Sengaja pintu kamar terbuka agar rasa bersalahku tak mengendap di kamar. Aku selalu melakukannya, biar hawa yang barupun dapat menyusuri kamarku.

Aku bergegas mengambil air wudhu dan sholat shubuh.

                      ***

Pagiku gemuruh dengan suara angin yang riyuh. Seperti awan mendung rupa dibalik jendela. Sungguh hari tak bersahabat, mataku begitu berat seperti ada beban tapi tidak di diskon. Semalam hanya tidur sepuluh menit, sisanya mengadu, merengek pada Allah sembari merenung dan menunggu waktu sholat tahajud.

Aku duduk di beranda bersama ibu, dan seperti biasa aku tiduran di sampingnya.

"Nak lihatlah mendung itu. Ia ingin menumpahkan rintikan hujan beberapa saat lagi atau mungkin hanya sepercik. Tau tak, ada beberapa waktu mustajab untuk berdoa," kata ibu sambil menunjuk langit.

"Kapan saja Bu waktunya?" tanyaku antusias.
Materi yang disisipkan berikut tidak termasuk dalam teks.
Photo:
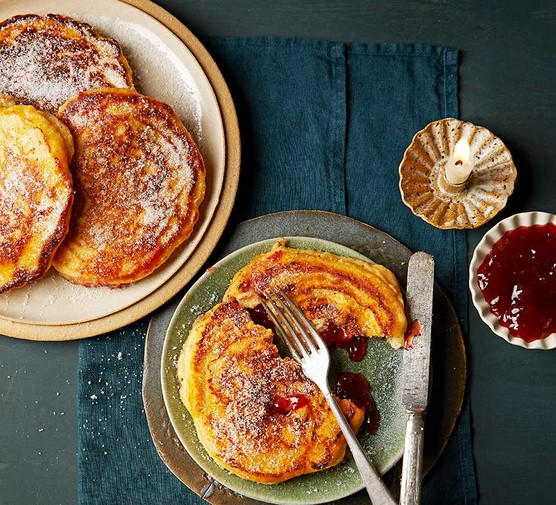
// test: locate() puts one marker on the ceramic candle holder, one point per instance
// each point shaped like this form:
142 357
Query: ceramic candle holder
427 192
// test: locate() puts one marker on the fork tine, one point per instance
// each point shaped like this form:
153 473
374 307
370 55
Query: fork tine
314 338
280 325
289 308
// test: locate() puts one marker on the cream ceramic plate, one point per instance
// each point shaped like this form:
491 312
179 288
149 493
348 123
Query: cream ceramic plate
381 366
163 67
481 251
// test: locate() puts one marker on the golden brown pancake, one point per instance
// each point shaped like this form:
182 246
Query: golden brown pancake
36 193
139 181
241 395
358 297
46 60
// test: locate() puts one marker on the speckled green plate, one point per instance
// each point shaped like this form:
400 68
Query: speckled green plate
381 366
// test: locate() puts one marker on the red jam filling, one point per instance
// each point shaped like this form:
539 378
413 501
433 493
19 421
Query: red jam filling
285 405
518 281
260 316
335 335
356 387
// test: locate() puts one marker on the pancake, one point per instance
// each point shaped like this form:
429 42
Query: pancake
338 294
46 60
139 181
255 413
36 192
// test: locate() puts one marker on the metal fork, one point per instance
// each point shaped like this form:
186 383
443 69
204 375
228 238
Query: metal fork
310 351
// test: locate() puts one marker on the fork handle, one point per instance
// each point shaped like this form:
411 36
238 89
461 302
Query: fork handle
378 492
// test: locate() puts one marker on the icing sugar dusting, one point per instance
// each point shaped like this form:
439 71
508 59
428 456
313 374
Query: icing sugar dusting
32 70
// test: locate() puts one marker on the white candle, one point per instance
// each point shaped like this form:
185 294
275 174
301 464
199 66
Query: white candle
459 165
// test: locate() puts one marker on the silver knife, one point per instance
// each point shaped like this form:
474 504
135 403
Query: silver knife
415 373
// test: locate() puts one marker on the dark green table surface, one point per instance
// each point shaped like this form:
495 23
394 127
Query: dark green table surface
507 83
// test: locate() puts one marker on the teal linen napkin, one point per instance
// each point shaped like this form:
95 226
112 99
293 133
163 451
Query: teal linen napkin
324 126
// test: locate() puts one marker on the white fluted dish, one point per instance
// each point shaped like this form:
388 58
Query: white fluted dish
428 194
481 251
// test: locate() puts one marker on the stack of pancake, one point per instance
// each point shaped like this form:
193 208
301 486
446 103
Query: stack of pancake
105 190
255 412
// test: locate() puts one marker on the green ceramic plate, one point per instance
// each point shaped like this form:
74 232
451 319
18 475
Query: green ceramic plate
381 365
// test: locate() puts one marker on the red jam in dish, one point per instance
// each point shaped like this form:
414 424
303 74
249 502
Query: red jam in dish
287 404
335 335
357 388
518 281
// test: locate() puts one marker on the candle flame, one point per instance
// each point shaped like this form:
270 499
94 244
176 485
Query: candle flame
459 165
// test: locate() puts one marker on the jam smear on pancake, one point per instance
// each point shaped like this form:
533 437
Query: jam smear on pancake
356 388
338 336
287 404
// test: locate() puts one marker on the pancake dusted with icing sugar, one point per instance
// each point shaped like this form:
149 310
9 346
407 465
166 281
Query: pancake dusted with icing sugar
355 297
139 180
255 413
36 191
46 60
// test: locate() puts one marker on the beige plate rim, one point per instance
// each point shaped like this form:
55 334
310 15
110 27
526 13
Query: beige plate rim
30 331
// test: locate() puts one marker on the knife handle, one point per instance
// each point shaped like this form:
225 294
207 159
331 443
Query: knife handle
412 467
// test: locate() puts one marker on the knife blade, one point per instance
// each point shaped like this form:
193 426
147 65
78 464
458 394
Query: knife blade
415 373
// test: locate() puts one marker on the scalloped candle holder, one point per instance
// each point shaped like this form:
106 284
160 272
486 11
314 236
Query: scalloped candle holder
429 195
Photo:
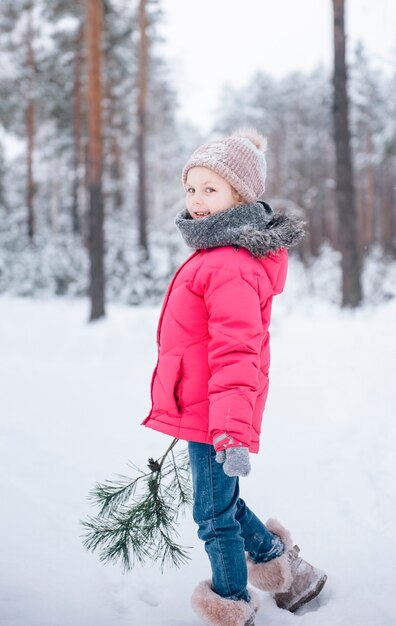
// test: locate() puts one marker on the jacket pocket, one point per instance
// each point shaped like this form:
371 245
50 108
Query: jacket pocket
165 385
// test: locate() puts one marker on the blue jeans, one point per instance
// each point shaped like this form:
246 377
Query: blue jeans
226 525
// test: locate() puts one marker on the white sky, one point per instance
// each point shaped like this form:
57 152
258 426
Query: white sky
211 42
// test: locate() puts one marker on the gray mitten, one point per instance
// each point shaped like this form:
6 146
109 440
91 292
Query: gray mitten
235 461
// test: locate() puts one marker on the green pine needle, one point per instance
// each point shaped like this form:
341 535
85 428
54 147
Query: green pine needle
137 521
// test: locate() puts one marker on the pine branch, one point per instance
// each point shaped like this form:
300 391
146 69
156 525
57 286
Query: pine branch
138 525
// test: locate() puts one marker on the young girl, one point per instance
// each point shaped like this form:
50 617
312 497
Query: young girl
211 380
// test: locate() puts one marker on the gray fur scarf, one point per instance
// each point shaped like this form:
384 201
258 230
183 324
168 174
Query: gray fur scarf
252 226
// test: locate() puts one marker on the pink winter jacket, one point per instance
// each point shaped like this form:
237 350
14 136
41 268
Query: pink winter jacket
214 346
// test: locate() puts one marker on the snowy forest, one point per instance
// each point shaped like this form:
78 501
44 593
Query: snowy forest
142 143
93 139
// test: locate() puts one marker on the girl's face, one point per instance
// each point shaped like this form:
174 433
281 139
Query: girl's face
208 193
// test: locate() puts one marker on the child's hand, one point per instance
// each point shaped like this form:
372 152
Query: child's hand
235 461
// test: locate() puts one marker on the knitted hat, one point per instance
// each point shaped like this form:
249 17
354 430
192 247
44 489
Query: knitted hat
238 159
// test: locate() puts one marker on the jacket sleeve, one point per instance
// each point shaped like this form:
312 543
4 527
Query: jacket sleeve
235 340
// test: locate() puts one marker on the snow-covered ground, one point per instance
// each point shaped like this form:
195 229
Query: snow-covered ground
72 397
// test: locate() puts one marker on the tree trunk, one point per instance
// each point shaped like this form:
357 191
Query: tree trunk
351 285
115 155
141 127
30 111
94 20
77 123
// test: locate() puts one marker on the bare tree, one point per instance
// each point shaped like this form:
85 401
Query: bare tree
30 126
141 126
94 21
78 157
345 192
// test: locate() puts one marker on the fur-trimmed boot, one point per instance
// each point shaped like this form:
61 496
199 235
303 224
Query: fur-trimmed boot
292 580
218 611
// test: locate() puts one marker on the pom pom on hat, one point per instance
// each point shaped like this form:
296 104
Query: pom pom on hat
239 159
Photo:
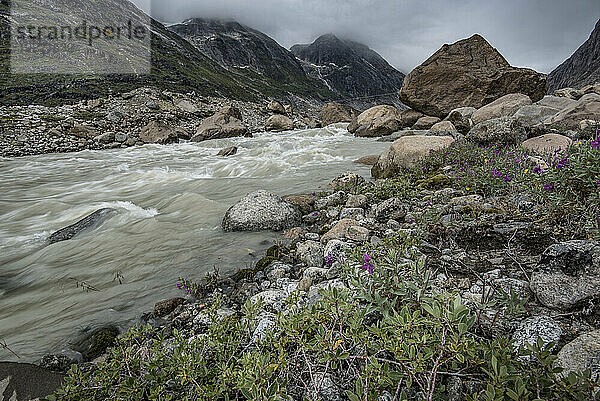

"Waktu yang mustajab itu, sepertiga malam terakhir. Seperti dalam sebuah hadits mengatakan “Rabb kita turun ke langit dunia pada sepertiga malam yang akhir pada setiap malamnya. Kemudian berfirman: ‘Orang yang berdoa kepada-Ku akan Ku kabulkan, orang yang meminta sesuatu kepada-Ku akan Kuberikan, orang yang meminta ampunan dari-Ku akan Kuampuni‘” (HR. Bukhari no.1145, Muslim no. 758)

"Lalu kapan lagi?" tanyaku  melanjutkan.

"Waktu hari jum'at, ba'da ashar sampai tenggelamnya matahari kala hari jum'at. Haditsnya itu begini “Di hari Jum’at terdapat suatu waktu yang tidaklah seorang hamba muslim yang ia berdiri melaksanakan shalat lantas ia memanjatkan suatu do’a pada Allah bertepatan dengan waktu tersebut melainkan Allah akan memberi apa yang ia minta.” Dan beliau berisyarat dengan tangannya akan sebentarnya waktu tersebut. (HR. Bukhari, no. 935; Muslim, no. 852)."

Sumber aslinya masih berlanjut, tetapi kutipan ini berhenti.